In unserem Kirchenbezirk sind derzeit 17 Frauen und Männer als Prädikanten tätig.

Bis November 2008 wurden die Ehrenamtlichen noch als „Lektoren“ (lateinisch für „Leser“) bezeichnet. Mit der Namensänderung „Prädikantin/Prädikant“ soll zum Ausdruck kommen, dass die Frauen und Männer (meist ohne Theologiestudium) Gottesdienste selbstverantwortlich leiten und das Evangelium laut verkündigen (praedicare lateinisch = vor sprechen). Nach einer qualifizierten Ausbildung und ihrer Beauftragung durch den Kirchenbezirk werden die Laien von den Kirchengemeinden des Bezirkes um die Feier von Gottesdiensten angefragt. Bei zusätzlicher Ausbildung und Beauftragung können Prädikantinnen und Prädikanten auch die Sakramentsverwaltung (Taufe und Feier des Abendmahles) wahrnehmen.

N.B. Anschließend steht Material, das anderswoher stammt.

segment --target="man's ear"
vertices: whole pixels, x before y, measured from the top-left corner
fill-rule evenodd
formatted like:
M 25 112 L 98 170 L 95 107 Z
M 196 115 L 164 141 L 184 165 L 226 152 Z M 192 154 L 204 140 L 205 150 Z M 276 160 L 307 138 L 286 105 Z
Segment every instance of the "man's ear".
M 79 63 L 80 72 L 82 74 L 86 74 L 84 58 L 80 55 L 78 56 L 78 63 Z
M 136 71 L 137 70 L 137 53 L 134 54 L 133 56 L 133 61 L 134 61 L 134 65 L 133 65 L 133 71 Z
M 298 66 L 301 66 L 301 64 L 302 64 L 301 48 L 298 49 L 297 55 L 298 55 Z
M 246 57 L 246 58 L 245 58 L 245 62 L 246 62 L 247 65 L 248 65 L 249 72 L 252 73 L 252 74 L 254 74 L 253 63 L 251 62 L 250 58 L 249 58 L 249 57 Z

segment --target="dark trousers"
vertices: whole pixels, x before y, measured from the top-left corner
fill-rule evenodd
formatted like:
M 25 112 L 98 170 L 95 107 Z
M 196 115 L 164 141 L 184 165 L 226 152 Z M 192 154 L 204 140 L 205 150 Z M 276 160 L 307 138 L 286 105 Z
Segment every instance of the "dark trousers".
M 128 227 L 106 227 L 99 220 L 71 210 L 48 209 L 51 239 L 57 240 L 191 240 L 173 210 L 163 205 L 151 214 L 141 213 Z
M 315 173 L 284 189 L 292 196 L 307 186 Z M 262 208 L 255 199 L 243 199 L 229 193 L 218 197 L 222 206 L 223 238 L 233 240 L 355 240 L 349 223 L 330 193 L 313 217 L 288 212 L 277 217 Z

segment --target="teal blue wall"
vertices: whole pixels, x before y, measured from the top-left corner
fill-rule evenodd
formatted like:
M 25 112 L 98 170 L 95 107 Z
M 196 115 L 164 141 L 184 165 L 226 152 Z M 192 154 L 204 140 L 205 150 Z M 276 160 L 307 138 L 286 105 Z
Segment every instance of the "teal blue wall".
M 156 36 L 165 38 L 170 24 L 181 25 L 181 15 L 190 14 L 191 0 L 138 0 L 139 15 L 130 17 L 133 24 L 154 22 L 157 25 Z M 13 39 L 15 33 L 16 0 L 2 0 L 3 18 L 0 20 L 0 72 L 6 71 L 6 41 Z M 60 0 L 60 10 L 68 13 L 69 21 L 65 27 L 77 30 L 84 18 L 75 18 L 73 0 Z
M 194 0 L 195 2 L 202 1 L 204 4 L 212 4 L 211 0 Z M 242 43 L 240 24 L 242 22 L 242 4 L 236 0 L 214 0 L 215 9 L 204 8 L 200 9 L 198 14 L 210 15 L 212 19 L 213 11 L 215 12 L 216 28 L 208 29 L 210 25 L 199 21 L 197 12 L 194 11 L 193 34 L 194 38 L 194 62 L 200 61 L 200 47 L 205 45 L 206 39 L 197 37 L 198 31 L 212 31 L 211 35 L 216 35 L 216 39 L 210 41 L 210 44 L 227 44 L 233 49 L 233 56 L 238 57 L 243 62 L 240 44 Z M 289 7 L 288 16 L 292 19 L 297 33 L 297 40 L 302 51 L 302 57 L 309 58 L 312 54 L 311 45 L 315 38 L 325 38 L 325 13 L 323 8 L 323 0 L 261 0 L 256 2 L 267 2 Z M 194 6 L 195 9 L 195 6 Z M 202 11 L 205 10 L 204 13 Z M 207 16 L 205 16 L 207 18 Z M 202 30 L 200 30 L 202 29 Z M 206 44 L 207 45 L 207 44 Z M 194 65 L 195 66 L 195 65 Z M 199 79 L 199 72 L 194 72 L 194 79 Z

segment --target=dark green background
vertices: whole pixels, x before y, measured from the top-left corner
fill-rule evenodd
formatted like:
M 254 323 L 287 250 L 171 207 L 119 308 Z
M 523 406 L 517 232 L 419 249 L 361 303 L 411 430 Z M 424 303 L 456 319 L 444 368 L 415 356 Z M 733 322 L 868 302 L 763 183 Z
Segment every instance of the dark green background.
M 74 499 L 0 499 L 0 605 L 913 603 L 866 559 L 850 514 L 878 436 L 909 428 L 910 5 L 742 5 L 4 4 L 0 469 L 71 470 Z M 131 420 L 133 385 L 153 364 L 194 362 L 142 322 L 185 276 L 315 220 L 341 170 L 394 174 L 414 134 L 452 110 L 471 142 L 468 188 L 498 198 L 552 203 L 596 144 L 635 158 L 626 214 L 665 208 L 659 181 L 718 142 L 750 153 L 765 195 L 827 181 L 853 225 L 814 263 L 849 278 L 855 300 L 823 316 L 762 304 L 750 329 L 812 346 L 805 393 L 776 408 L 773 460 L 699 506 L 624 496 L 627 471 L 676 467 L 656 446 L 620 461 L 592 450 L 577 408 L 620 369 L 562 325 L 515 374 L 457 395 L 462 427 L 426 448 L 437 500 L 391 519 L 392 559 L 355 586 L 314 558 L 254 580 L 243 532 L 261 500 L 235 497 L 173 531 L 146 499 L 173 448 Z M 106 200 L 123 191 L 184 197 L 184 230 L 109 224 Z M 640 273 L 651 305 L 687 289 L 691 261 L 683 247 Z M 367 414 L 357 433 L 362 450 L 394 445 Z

Der Prädikantendienst entstand während des Zweiten Weltkrieges, als viele Pfarrer an die Front geschickt wurden. Ohne die Mitarbeit von Ehrenamtlichen (darunter vielen Pfarrfrauen!) wären viele Gottesdienste nicht möglich gewesen. In der Nachkriegszeit wurde immer mehr und deutlicher dieser Dienst als ein Ausdruck des „Priestertums aller Gläubigen“ erkannt. So sind Prädikanten nicht nur Ersatzleute für Pfarrerinnen und Pfarrer, sondern machen deutlich, dass der Verkündigungsauftrag nach evangelischem Verständnis der ganzen Gemeinde aufgetragen und keiner besonderen „Priesterklasse“ vorbehalten ist.

Zur Zeit sind in unserer Landeskirche über 800 Frauen und Männer für diesen Dienst beauftragt. Schwerpunkte sind die Fest- und Ferienzeiten.